Ya he contado, a sazón de la historia de mi becario, que en mi Lugar de Trabajo 1, no soy ni de lejos la más guapa. Es más: creo que estoy rodeada de mujeres excepcionalmente guapas, lo que a veces me hace parecer incluso del montón. Me gusta mirar a mis compañeras, tengo un sentido de la estética bastante objetivo: una mujer guapa es una alegría para mi vista, no tiene porque mediar en ello un elemento sexual, aunque a veces también, porque hay algunas que de no ser porque el tema lésbico no acaba de motivarme, me las follaba sin dudar.
Me gusta ver como con la entrada de la primavera (casi verano) mis niñas pasean modelitos blancos con tanguitas insinuantes, tops de colores, melenas al viento, falditas apretadas, sandalias perfectas, pies de uñas pintadas y morenos diversos.
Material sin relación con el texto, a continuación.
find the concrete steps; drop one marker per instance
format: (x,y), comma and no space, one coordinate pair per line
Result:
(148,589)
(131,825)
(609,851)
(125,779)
Todo ello amenizado por el hecho de que la gran mayoría son incluso más jóvenes que el becario. Así que mi Lugar de Trabajo 1 es un pulular de mujeres hermosas (y hombres también) de buen ver, por cierto.

Pero yo debo desprender completa seguridad en ese aspecto físico: me cuido lo justo, me arreglo más justo todavía y no me importa en absoluto ser la senior del montón. Bah, me sobra seguridad y me falta envidia.
Así que mi compi menos agraciada (también hay un par de esas gorditas o directamente feítas) me odia profundamente. Jamás a día de hoy he tenido encontronazo alguno con ella, al contrario: en una situación profesional trágica fui la única en prestar mi ayuda con cariño y con completa entrega.
Pero ella me-o-dia. Me mira con desdén. No me saluda. No me habla. No se ríe cuando se aglomeran todos a la hora del café para escuchar y reír mis ocurrencias. No pide consejo allí cuando todos acuden a mí. Se nota una profunda amargura respecto a mí. Y me duele lo justo, no sé por qué le resulto tan insoportable.
Trato de ser amable, trato de integrarla, la invito a todas las cenas que organizo (también soy de las que mueven grupos para tomar cervezas, o para cenar cómodamente). Pues nada: purito odio, ya os lo digo.
Ayer comenté esto con Elenita y ella me miraba callada y asentía. Y al cabo de un rato me dijo:
–No te comas la cabeza. Te odia porque no puede ser como tú. Y lo peor, es que quiere ser como tú.
Podría haber elegido ser como Elenita y su metro ochenta y su lacio cabello negro y su vida feliz junto a su novio el dibujante de comics. O como Mónica perfectamente casada luciendo su precioso primer embarazo bajo blusas de impecable costura. O incluso como Paola cuyo fondo de armario parece donado por Mango para que luzca como nadie sus nuevos modelos de temporada. O, si me apuran, hasta como Lucía con su sonrisa siempre puesta y su envidiable puesto de psicóloga adjunta.
Pero no: ella quiere ser como yo.
Así que ya no la busco para ganarme su simpatía: ahora me dedico a odiarla. Por ser tan estúpida como para envidiar a una mujer que podrá ser cualquier cosa, menos motivo de envidia.